Eu bem avisei que este, João Miguel Tavares, me iria ficar debaixo de olho. Ou assim como: uma marcação em cima no mundo do futebol, que agora, com as novas tácticas de "à zona", parece a estar a ficar fora de moda. Hoje, alertado pelo Jorge Miranda, tomei conhecimento sobre mais esta pérola, que não posso deixar de partilhar. Na minha modesta opinião, vale a pena ler e reflectir. O mundo é dos simples meu caro João Miguel.
Aclare-se o regime
Por João Miguel Tavares
"Portugal é o país das tretas. Eu não quero
parecer demasiado negativo, porque Portugal também é um país agradável, de
gente boa, comida apetitosa e um excelente sol. Mas a quantidade de tretas, de
jogos de cintura, de pequenos teatrinhos, de uma no cravo e outra na ferradura,
de dar com a mão esquerda para tirar com a direita, de costas que servem
alternadamente para a pancadinha e para a facadinha, de encenações parolas com
o único objectivo de não ter de enfrentar os “cornos do destino”, como escreveu
Natália Correia, é absolutamente impressionante. Mais: são artimanhas e
simulações transversais a toda a sociedade, que culminam nas decisões do
Tribunal Constitucional.
Paremos um pouco neste dia 5 de Junho de
2014 e olhemos à nossa volta. Temos um governo que fingiu que a troika se tinha
ido embora a 17 de Maio, só para poder festejar o acontecimento antes das
eleições europeias, quando ainda nem sequer conseguiu fechar a 12.ª avaliação,
e não se sabe quando o fará. Tretas e mentiras. Temos um líder da oposição que
inventou umas eleições primárias à pressa, com um formato do qual discordava
abertamente há três anos, só para conseguir arrastar-se mais uns meses à frente
do PS. Mentiras e tretas. E temos um acórdão do Tribunal Constitucional que,
pela segunda vez em três anos, decreta uma inconstitucionalidade em suspensão:
o Orçamento de 2014 é inconstitucional, mas só de Julho a Dezembro. O Palácio
Ratton entrou em saldos – vende inconstitucionalidades com 50% de desconto.

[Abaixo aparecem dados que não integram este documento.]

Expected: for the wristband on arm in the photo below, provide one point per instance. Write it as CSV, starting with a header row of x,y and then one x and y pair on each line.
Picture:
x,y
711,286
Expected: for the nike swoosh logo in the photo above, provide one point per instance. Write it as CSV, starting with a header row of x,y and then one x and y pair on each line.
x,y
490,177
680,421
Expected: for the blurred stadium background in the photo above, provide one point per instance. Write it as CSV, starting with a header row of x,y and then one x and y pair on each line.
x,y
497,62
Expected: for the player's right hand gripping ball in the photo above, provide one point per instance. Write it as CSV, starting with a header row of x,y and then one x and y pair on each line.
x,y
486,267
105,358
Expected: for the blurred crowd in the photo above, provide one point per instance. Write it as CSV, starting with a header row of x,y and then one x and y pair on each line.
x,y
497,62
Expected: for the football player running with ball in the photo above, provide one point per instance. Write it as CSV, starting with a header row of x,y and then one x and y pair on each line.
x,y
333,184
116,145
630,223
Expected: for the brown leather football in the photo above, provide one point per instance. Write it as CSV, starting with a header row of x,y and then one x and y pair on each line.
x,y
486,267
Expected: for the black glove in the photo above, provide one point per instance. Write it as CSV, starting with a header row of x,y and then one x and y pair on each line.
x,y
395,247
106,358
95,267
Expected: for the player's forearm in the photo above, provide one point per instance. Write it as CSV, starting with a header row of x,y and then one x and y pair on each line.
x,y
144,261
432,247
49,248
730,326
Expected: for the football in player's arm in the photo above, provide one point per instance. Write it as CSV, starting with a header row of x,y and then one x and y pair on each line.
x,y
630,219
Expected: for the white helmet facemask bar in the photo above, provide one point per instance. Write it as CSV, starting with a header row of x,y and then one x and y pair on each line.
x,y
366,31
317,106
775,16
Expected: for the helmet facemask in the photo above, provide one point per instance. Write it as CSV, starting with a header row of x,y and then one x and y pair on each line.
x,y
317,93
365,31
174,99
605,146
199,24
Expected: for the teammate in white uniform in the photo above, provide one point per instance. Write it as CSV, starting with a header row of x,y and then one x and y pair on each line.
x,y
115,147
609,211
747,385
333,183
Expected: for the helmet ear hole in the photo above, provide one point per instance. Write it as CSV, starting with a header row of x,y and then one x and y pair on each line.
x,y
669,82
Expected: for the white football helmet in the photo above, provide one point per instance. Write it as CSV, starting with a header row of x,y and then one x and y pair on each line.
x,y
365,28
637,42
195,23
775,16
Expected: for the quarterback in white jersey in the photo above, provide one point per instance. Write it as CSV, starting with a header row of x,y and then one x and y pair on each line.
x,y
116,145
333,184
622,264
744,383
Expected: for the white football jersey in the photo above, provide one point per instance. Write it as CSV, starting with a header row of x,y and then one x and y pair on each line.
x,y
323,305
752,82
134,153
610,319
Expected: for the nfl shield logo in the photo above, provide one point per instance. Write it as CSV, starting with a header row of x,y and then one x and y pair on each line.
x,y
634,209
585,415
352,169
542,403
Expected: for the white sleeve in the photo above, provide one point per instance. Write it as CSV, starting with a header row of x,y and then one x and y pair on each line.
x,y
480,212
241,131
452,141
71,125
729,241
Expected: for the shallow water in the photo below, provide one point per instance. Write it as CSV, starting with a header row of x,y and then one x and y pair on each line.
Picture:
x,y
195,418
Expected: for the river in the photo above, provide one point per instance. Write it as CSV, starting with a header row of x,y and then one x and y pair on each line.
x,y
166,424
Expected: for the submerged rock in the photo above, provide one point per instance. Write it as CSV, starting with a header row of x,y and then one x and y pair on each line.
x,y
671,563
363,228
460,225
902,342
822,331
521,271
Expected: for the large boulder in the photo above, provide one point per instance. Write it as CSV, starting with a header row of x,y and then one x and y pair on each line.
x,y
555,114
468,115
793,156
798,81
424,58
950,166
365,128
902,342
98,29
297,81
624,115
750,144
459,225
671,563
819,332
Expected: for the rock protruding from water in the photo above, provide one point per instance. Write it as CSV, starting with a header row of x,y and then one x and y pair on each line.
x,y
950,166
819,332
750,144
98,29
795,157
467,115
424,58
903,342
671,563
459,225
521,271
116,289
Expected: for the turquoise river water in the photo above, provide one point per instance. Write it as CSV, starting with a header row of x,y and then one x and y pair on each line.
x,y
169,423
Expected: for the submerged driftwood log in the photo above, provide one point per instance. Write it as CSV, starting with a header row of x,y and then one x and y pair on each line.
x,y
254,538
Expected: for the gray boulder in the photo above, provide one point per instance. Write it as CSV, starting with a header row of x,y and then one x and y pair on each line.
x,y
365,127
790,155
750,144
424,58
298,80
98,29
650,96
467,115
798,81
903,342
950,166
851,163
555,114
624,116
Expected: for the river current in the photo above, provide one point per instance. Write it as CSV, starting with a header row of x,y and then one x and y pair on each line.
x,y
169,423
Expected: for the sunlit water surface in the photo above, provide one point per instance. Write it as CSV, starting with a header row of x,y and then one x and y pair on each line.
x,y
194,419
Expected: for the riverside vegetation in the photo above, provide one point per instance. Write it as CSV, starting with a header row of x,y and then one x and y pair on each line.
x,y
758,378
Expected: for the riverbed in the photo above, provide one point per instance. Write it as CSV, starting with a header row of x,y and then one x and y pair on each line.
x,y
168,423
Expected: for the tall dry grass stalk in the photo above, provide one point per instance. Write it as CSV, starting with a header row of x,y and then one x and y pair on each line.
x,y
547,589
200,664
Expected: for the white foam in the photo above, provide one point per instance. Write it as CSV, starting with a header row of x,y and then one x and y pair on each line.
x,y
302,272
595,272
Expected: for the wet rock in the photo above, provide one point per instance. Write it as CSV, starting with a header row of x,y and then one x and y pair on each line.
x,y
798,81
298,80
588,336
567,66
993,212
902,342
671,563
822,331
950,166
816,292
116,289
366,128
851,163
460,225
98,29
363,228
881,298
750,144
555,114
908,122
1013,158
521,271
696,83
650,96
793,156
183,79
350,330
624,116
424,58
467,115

Seria interessante averiguar se meia-inconstitucionalidade não é, ela própria,
inconstitucional, mas se calhar é melhor esquecer isso, que já temos problemas
que cheguem.
Mas, esperem, que as tretas não acabaram. O
Governo, depois de fingir que achava mesmo que pudesse ser considerado
constitucional um Orçamento em que os cortes na função pública começavam nuns
obscenos 675 euros brutos, agora inventou uma “aclaração” sobre o acórdão do
TC, que – tentem acompanhar-me – não é bem uma aclaração, pois vai com uma sugestão
de nulidade lá pelo meio, sendo que ao mesmo tempo o Governo não tem
competência para requerer aclarações ao TC, porque só os autores do pedido de
fiscalização o podem fazer. Em resumo: tretas, tretas e mais tretas.
E tudo isto porquê? Porque Pedro Passos
Coelho, muito em particular, que tanto gosta de falar em mudar de vida, foi
mais um daqueles que fizeram uma limpeza no disco rígido mal chegou ao Governo.
Nos seus tempos de oposição, considerava a revisão constitucional uma
prioridade, mas assim que chegou a São Bento iniciou o seu Governo de
costureirinha da Sé, sempre de agulha e dedal nas mãos, corta aqui, cose ali,
vê a bainha, faz uns remendos, tudo muito improvisado, tudo muito mal cosido,
tudo com a cabeça muito baixa e o olhar fixo a um palmo do nariz, enquanto o
país emagrecia dentro do mesmo fato, cada vez mais coçado e esgarçado.
Na verdade, não é só o acórdão do TC que tem
de ser aclarado. É este regime de infinitas tretas em que demasiada gente –
ministros, juízes, secretários-gerais – não têm coragem de fazer aquilo que se
impõe. Uns agarram-se a princípios abstractos de igualdade, proporcionalidade,
protecção de confiança ou razoabilidade, ignorando olimpicamente o estado do
país. Outros só fazem orçamentos de desenrasca, sem um vislumbre de reformas
sistemáticas ou de medidas estruturais.
Seria caso para dizer “estão bem uns para os outros”, não fosse no meio de uns e de outros estarmos nós."
Seria caso para dizer “estão bem uns para os outros”, não fosse no meio de uns e de outros estarmos nós."